Donnerstag, 30.03.2023, 19:00 Uhr|zuletzt aktualisiert: Donnerstag, 30.03.2023, 14:47 Uhr Lesedauer: 1 Minuten |
Die Haft sowie die Haftbedingungen in einem Aufnahmezentrum „für Migranten“ auf der italienischen Insel Lampedusa haben nach einer Entscheidung des Europäischen Gerichtshofs für Menschenrechte (EGMR) gegen die Europäische Menschenrechtskonvention verstoßen. Vier tunesische Staatsbürger hatten unter anderem gegen ihre Inhaftierung unter „unmenschlichen“ und „entwürdigenden Bedingungen“ geklagt, wie aus dem Urteil vom Donnerstag hervorgeht. Die italienische Regierung wurde verurteilt, jedem Kläger 8.500 Euro zuzüglich Kosten und Ausgaben zu zahlen, wie die Richter in Straßburg erklärten.
Die Kläger waren nach Angaben des EGMR 2017 bei der Überfahrt von Tunesien nach Europa in Seenot geraten. Ein italienisches Schiff rettete sie und brachte sie in einen sogenannten Hotspot, der für die Erstidentifizierung, Registrierung und Befragung von Geflüchteten vorgesehen war. Dort seien die Menschen zehn Tage lang festgehalten worden, ohne dass sie über ihre Rechte aufgeklärt worden seien. Dies verstoße gegen Artikel 5 der Menschenrechtskonvention, wie die Richter erklärten.

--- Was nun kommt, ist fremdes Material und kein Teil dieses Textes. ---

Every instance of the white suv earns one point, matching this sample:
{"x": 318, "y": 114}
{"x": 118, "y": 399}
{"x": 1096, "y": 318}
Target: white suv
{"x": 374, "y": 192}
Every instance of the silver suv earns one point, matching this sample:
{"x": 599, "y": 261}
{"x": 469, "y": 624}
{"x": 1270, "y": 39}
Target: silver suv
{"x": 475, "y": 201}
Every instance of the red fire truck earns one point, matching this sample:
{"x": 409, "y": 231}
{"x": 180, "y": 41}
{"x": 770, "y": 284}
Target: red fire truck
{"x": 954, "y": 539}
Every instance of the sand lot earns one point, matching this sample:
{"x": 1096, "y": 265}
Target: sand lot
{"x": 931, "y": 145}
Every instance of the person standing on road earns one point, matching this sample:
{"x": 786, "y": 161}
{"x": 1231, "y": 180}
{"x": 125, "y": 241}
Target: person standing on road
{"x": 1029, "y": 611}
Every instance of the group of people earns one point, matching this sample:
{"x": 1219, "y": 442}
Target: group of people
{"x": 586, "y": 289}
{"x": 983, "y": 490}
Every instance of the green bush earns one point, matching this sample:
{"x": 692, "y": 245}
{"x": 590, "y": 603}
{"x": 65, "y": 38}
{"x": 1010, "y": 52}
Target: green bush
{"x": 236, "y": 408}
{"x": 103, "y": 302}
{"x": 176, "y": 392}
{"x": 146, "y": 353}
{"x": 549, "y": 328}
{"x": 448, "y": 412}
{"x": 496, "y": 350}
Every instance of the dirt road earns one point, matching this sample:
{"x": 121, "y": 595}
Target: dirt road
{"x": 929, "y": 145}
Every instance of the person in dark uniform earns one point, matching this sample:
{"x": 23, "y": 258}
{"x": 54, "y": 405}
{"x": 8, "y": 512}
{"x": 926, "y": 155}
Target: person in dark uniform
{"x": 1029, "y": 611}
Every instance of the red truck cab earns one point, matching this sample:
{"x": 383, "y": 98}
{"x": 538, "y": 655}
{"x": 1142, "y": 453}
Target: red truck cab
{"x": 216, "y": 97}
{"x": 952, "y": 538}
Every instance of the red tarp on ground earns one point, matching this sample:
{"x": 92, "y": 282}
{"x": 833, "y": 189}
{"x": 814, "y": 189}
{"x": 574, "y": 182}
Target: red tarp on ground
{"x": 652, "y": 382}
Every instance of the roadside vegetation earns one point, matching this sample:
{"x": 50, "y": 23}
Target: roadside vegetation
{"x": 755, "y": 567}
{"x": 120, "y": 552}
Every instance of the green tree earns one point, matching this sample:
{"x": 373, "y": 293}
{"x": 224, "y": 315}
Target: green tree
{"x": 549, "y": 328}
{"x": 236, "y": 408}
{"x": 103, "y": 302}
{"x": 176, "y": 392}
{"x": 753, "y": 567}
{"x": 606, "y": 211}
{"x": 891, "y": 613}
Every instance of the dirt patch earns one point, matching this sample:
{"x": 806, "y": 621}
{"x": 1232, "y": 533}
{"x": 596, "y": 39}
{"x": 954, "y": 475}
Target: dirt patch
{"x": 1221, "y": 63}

Keine Entbindung von Menschenrechtspflichten
Die Betroffenen klagten insbesondere über schlechte Hygiene und Platzmangel, wie aus dem Urteil hervorgeht. Die Richter betonten, dass Schwierigkeiten, die sich aus der Fluchtbewegung von Asylbewerbern ergeben könnten, die Mitgliedstaaten nicht von rechtlichen Verpflichtungen zu annehmbaren Bedingungen entbinden würden. Sie stellten in diesem Zusammenhang eine Verletzung des Artikels 3 der Menschenrechtskonvention fest.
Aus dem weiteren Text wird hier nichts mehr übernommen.